# First Skeeter - Couple newb Q's



## Spikedlemon (Mar 28, 2016)

I started my 3gal recipe about a week ago. Rather than ask questions, at the time, I just went ahead with my interpretation of the rules.

I cut the ingredients down as needed and set it aside for a couple days as I waited for my wine to be ready. I timed it such that had a Blush Chardonnay moving from primary. 

Now, the instructions called for pouring the slurry over the SP, I poured the SP right over the Lees of the Chard. It stirred up wonderfully and was firing at full-pop in the airlock by the end of the day. I went back 3 days later (I was travelling), it was almost at 1.000 and it was still foaming happily, so I added the extra lemon and energizer/nutrient and gave a good stir.

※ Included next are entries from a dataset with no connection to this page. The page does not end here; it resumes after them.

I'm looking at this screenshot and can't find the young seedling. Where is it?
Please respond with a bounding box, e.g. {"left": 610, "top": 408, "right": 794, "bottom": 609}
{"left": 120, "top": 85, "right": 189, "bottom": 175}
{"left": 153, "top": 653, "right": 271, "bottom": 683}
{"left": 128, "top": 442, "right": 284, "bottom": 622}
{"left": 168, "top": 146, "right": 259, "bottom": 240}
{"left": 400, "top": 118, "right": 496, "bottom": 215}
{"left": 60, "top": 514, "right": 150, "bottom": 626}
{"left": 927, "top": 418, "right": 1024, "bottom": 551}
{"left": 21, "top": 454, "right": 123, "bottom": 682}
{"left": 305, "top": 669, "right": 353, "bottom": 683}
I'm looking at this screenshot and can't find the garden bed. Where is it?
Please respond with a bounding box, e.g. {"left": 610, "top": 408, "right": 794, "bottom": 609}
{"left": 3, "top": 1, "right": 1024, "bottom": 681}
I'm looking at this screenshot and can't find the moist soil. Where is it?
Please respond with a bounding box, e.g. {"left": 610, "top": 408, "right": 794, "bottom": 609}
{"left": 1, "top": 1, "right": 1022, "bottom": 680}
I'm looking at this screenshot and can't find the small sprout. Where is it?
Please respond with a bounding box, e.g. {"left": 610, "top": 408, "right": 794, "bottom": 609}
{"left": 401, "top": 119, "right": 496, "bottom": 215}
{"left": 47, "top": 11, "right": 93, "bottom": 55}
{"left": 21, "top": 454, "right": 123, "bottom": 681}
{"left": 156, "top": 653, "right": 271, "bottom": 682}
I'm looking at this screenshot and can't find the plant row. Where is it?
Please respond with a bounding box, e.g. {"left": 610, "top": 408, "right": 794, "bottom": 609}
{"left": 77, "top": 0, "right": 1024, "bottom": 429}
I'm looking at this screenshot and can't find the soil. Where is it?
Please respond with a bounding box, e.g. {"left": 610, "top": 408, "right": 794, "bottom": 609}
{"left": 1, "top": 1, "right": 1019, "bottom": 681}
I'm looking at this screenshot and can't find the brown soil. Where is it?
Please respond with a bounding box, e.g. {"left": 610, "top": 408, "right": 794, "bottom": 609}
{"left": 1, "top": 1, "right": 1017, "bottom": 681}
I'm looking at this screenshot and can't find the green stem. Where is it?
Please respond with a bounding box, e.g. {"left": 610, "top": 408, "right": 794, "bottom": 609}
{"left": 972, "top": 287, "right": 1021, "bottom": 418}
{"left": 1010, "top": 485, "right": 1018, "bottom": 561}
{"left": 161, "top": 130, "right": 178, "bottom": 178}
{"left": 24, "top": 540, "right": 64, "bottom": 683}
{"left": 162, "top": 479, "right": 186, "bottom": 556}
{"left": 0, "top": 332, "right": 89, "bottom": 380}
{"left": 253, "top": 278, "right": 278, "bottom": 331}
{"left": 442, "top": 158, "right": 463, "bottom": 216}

It smells very... Lemon-y-Chard. My wife thinks it's a little too close to lemon cleaning products. And it's picked up the color of the blush.

My local HBS didn't have tannins, so I didn't add any, and they hadn't any K-sorbate, so I may skip that as well (though they're supposed to get stock later).

My quick questions:
> What's the effect to skip the tannins & K-sorbate?
> Can I back-lemon it to good effect later or does the lemon start to pull forward upon 'aging'?
> Any concern by pouring over the full lees from the Chard rather than the other way around?


----------



## Julie (Mar 28, 2016)

You cannot back sweeten without adding sorbate. You will end up with bottle bombs because fermentation has re-started. The tannins would you a better mouth.


----------



## wineforfun (Mar 28, 2016)

Tannins are a personal preference, especially with something like SP. Julie is right on the money, you are asking for problems if you backsweeten without sorbate. 
I doubt you are going to need more lemon. You are going to need to backsweeten some to cut down on the acidity of the lemon and bring some flavor out.
Also, before you worry about backsweetening, sorbate, etc., you are going to need to clear it, assuming you don't want it cloudy.


----------



## Spikedlemon (Mar 29, 2016)

Thanks all

Any thoughts about using a non-fermenting sweetener like stevia? Or is that just add an odd aftertaste?


----------



## Julie (Mar 29, 2016)

There have been some who has and what they do is add it when they open the bottle.


----------



## Spikedlemon (Mar 29, 2016)

Julie said:


> There have been some who has and what they do is add it when they open the bottle.



That would certainly allow you to adjust sweetness to taste.

Is SP not very palatable dry?


----------



## Julie (Mar 29, 2016)

lol, I would think a dry lemon wine would give your an extreme case of the puckers.


----------